Proyek Pendanaan Reduksi Emisi Gas Rumah Kaca Tidak Efisien
5 Desember 2007Saat pembukaan KTT Iklim, Menteri Negara Lingkungan Hidup Rahmat Witoelar yang sekaligus menjabat presiden konferensi menuntut peninjauan kembali mekanisme pembangunan bersih atau CDM. Kritiknya, mekanisme ini sulit diakses negara berkembang.
Saat ini, sekitar 850 proyek mekanisme pembanguna bersih (CDM) terdaftar di seluruh dunia. Sebagian besar berada di Cina dan India. Sementara di Indonesia hanya ada sebelas proyek CDM resmi dan sejumlah lainnya masih harus melalui proses pendataan dan verifikasi. Idealnya, mekanisme ini menguntungkan baik bagi negara pemberi dana maupun bagi negara penggagas proyek. Namun, Edwin Aalders dari Asosiasi Perdagangan Emisi Internasional mengkritik mekanisme CDM yang kerap dinilai terlalu restriktif:
"Banyak proyek di Afrika tidak dapat mengikuti CDM. Mereka tidak memiliki dana untuk proses verifikasi proyek, baik itu untuk metodologi yang digunakan maupun syarat-syarat lainnya.“
Setiap proyek CDM yang diajukan harus memenuhi sejumlah syarat. Misalnya, proyek harus ramah lingkungan dan mendukung pembangunan yang berkelanjutan. Namun, dalam fase awal mekanisme CDM, standar tinggi dan persyaratan ketat menyebabkan sebagian besar usulan proyek ditolak. Muncul juga kekuatiran bahwa proyek CDM hanya menguntungkan bagi negara industri yang berupaya mengurangi emisi gas rumah kacanya. Sejumlah LSM kemudian menggagas suatu label kualitas yang disebut „Golden Standard“ atau standar emas. Pakar Iklim WWF Stephen Singer:
"Mereka yang ingin mengurangi emisi, baik itu secara sukarela atau dengan mengikuti standar-standar pasar karbon, berupaya mencari proyek yang memenuhi syarat pembangunan berkelanjutan, disetujui oleh LSM dan tidak merugikan masyarakat lokal. Itulah label Golden Standard.“
Golden Standard bertujuan untuk menjamin, agar proyek CDM tepat sasaran dan tidak merugikan negara penggagas proyek. Di luar Golden Standar masih ada standar lainnya yaitu Voluntary Carbon Offset Standar yang digagas Asosiasi Perdagangan Emisi Internasional (IETA). Direktur IETA Edwin Aalders.
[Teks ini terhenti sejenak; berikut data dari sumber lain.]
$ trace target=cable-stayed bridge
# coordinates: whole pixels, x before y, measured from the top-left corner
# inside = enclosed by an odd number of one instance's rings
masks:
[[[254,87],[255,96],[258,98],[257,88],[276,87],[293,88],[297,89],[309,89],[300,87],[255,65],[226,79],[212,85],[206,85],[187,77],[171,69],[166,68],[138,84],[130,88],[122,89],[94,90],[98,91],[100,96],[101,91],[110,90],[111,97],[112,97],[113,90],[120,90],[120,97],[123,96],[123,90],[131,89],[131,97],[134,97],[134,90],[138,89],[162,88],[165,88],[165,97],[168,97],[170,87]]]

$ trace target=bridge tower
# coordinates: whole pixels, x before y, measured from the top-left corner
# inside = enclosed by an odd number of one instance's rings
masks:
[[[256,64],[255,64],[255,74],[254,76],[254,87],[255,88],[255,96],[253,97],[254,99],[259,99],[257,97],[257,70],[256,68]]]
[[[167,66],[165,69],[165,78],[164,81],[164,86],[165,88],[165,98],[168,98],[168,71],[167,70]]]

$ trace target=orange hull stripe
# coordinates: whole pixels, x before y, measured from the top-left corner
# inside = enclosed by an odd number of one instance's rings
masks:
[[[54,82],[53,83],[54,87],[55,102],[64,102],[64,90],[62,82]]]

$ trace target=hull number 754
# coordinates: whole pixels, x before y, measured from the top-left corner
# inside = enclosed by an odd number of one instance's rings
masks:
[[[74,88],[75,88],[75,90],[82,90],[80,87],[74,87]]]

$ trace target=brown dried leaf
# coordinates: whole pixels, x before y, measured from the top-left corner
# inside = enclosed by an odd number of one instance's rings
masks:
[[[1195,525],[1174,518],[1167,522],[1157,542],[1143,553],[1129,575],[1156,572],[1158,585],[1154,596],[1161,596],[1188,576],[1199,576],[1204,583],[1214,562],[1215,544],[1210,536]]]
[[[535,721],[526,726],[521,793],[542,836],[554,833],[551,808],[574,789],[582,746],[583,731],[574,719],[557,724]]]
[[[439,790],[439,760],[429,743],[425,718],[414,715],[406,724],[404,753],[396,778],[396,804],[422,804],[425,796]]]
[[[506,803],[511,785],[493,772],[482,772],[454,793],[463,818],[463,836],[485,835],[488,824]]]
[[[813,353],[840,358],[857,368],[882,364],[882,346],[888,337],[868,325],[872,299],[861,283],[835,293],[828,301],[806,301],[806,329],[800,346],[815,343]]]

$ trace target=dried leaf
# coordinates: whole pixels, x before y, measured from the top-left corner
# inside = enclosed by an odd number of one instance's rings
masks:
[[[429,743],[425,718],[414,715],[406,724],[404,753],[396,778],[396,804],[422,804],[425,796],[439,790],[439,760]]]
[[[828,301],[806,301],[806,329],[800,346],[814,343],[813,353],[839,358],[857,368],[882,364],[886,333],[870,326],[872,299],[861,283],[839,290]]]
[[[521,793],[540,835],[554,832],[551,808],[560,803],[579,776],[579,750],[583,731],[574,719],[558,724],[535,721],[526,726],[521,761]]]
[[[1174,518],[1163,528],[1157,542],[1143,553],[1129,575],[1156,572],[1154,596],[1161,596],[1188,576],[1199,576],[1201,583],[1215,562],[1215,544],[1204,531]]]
"Proyek CDM biasanya terbuka bagi kritik umum selama 30 hari, dan bila tidak ada pihak yang keberatan, maka proyek tersebut dapat dijalankan. Tapi dengan standar kami, penggagas proyek harus berhubungan langsung dengan stakeholder lingkungan selama proyek tersebut berjalan.“
Voluntary Carbon Offset Standar atau standar karbon sukarela berupaya menjawab kekurangan dari standar dasar CDM, sekaligus meregulasi pasar karbon yang berada di luar Protokol Kyoto. Karena terlahir dari permintaan dan penawaran pasar karbon, standar ini fokus pada jumlah karbon kredit yang dapat diperjual-belikan. Sementara Golden Standard lebih mementingkan agar proyek itu benar-benar menjamin pembangunan berkelanjutan, kata pakar Iklim Stephen Singer:
"Syaratnya cukup ketat misalnya untuk kesinambungan proyek dan keterlibatan stakeholder. Pada dasarnya kredit karbon dari proyek ini tak dapat dibeli begitu saja, butuh waktu sampai suatu proyek menghasilkan kredit karbon tapi saya kira para pembeli mengerti hal itu.“
Sejumlah pakar berpendapat dalam hal jual beli reduksi emisi karbon memang tidak ada standar yang sempurna. Apakah Golden Standard dan Voluntary Carbon Offset Standard akan bertahan tergantung pada hukum pasar – yaitu pada tingginya penawaran dan permintaan di pasar karbon dunia.